I could see my home with the large peepul trees growing along the edge of the village pool. I could picture in my mind's eye my old grandmother seated on the ground with her thin wisps of hair untied, warming her back in the sun as she made the little round lentil balls to be dried and used for cooking. But somehow I could not recall the songs she used to croon to herself in her weak and quavering voice. In the evening, whenever I heard the lowing of cattle, I could almost watch the figure of my mother going round the sheds with lighted lamp in her hand. The smell of the wet fodder and the pungent smoke of the straw fire would enter into my very heart. And in the distance I seemed to hear the clanging of the temple bell wafted up by the breeze from the river bank.
Calcutta, with all its turmoil and gossip, curdles the heart. There, all the beautiful duties of life lose their freshness and innocence. I remember one day, when a friend of mine came in, and said to me: "Kumo, why don't you feel angry? If I had been treated like you by my husband, I would never look upon his face again."

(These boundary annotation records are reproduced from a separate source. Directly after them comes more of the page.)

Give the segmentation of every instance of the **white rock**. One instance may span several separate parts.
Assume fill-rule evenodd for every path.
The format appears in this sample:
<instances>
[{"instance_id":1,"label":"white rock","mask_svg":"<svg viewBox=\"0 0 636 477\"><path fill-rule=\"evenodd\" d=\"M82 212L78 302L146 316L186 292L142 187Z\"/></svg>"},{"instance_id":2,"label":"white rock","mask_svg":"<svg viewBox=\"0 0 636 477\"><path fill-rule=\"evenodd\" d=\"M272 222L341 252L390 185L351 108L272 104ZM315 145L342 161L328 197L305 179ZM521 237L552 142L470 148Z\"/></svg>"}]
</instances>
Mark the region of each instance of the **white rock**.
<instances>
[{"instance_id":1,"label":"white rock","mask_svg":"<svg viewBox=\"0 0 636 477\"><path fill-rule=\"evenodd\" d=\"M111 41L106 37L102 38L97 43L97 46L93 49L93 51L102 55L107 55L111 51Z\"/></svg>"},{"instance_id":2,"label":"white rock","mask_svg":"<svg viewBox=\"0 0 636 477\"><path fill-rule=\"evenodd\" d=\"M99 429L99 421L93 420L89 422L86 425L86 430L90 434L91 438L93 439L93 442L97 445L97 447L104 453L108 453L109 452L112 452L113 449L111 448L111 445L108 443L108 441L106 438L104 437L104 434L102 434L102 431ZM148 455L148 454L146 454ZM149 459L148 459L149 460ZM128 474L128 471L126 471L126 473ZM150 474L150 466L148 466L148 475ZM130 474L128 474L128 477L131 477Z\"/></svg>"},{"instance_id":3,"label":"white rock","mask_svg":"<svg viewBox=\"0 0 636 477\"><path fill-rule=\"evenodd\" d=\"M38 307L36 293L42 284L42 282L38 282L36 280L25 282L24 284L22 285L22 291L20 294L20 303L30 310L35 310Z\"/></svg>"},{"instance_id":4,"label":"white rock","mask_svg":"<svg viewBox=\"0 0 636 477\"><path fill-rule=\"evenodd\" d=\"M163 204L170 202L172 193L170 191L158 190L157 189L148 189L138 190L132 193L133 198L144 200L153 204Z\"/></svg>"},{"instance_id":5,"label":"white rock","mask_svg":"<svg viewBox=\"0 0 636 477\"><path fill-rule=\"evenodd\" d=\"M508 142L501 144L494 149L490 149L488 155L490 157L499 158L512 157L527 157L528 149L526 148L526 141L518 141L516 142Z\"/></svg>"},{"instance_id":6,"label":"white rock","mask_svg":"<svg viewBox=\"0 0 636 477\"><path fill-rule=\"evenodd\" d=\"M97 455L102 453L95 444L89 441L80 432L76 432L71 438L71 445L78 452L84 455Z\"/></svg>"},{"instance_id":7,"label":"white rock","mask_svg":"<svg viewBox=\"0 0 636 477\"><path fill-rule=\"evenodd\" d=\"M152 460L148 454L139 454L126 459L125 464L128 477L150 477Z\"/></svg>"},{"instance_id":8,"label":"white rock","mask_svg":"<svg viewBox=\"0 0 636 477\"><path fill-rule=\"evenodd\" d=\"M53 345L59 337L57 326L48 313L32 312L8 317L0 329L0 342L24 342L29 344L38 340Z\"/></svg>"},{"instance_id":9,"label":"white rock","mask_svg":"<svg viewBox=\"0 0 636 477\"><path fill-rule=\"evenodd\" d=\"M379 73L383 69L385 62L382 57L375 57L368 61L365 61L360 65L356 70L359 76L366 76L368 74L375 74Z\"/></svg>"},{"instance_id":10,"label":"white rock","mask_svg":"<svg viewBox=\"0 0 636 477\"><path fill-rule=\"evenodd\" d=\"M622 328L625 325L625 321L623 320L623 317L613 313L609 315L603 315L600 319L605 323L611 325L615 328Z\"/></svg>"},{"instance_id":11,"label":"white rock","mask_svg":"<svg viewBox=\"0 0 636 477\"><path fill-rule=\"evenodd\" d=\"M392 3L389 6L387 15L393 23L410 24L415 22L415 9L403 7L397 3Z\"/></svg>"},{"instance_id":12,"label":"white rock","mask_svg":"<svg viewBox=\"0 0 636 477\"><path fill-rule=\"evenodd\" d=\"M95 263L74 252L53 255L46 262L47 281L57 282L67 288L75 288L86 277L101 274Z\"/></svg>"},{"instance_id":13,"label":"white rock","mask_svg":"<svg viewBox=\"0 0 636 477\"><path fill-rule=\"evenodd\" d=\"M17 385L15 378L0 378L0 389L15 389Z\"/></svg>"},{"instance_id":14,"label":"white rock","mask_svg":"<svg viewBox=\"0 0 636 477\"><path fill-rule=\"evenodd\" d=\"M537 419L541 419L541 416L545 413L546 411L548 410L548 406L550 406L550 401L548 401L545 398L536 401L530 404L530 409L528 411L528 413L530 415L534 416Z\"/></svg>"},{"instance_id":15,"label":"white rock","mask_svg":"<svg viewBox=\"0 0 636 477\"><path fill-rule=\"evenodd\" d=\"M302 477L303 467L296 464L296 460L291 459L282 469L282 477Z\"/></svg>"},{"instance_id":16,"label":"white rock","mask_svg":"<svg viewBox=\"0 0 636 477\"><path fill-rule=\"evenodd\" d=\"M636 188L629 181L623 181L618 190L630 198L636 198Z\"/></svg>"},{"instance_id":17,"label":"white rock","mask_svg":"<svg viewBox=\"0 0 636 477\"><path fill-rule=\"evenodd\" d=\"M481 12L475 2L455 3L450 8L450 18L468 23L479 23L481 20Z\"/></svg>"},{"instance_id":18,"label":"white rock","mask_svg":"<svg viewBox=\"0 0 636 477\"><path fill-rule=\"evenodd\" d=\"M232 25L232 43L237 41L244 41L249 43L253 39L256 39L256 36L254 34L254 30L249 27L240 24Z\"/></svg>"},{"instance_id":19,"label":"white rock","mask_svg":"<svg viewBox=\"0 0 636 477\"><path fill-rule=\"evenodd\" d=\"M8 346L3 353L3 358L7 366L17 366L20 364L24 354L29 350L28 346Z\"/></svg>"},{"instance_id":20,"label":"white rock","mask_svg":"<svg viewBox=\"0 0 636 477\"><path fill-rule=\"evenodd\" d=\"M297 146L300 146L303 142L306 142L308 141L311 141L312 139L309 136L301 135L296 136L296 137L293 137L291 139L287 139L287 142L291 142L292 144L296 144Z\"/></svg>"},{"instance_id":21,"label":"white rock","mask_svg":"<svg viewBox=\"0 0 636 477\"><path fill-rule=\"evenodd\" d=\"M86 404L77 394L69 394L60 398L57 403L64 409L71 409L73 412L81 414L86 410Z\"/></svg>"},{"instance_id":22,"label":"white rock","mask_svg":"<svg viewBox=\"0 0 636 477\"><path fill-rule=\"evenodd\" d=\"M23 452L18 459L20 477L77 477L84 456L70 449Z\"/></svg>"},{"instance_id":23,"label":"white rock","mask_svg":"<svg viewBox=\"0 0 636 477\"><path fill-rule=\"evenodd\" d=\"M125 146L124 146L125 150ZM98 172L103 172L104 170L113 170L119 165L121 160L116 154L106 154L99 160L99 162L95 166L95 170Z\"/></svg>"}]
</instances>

She tried to make me indignant, because he had been so long calling in a doctor.
"My blindness," said I, "was itself a sufficient evil. Why should I make it worse by allowing hatred to grow up against my husband?"
My friend shook her head in great contempt, when she heard such old-fashioned talk from the lips of a mere chit of a girl. She went away in disdain. But whatever might be my answer at the time, such words as these left their poison; and the venom was never wholly got out of the soul, when once they had been uttered.
So you see Calcutta, with its never-ending gossip, does harden the heart. But when I came back to the country all my earlier hopes and faiths, all that I held true in life during childhood, became fresh and bright once more. God came to me, and filled my heart and my world. I bowed to Him, and said:
"It is well that Thou has taken away my eyes. Thou art with me."
Ah! But I said more than was right. It was a presumption to say: "Thou art with me." All we can say is this: "I must be true to Thee." Even when nothing is left for us, still we have to go on living.